[Ger-Poland-Volhynia] Understanding Names
Spaghettitree at aol.com
Spaghettitree at aol.com
Tue Sep 2 16:23:21 PDT 2008
To all of you, thank you for your name-stories and Otto, for your in-depth
historical analysis!
It would have been nice, all things considered, if, like some of you, my name
had been translated on arrival in Baltimore - then I would not have had to
listen to all the sneezes - I would be Maureen Beautiful - but Maureen Handsome
would be okay too..................... and I hope all those ignoramuses who
take potshots at our Germanic names would go look in the mirror and judge
themselves - though they wouldn't likely understand why.
We in America tend to lump all things German together as one, but the Germans
separate themselves into the Badenisch from the Bavarisch and the Austrian
and all the others and the dress and the customs and the language and the food
too. And now my curiousity is aroused once again to more culture, more names
and more recipes, the Polish and the Prussian (besides the Königsberger Klops).
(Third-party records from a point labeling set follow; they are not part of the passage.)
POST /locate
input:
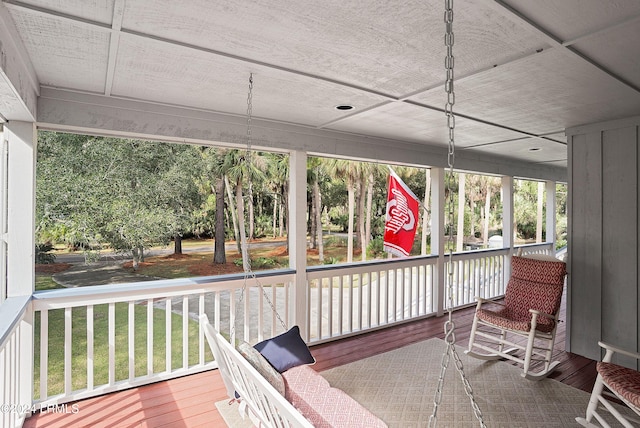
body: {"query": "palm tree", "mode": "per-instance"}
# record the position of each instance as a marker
(348, 171)
(215, 163)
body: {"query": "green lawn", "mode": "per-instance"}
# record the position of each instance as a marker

Of course, other countries sometimes lump everything American together too,
but we have dozens of incomprehensible dialects and all the rest too - The
Bronx, Cajun country, Montana/Idaho/Wyoming cowboy country, and most difficult of
all (to me) is TEAXUS - 3 syllables. Not meant to stir up any hornet's nest,
please, Texans. Each place has its slang, its patois, its shorthand, and
each person some individual version of those - which often do not translate to
any other place.
This is just a genealogical message board, and now we can get back to the
business at hand, hunting ancestors, wherever they lead us.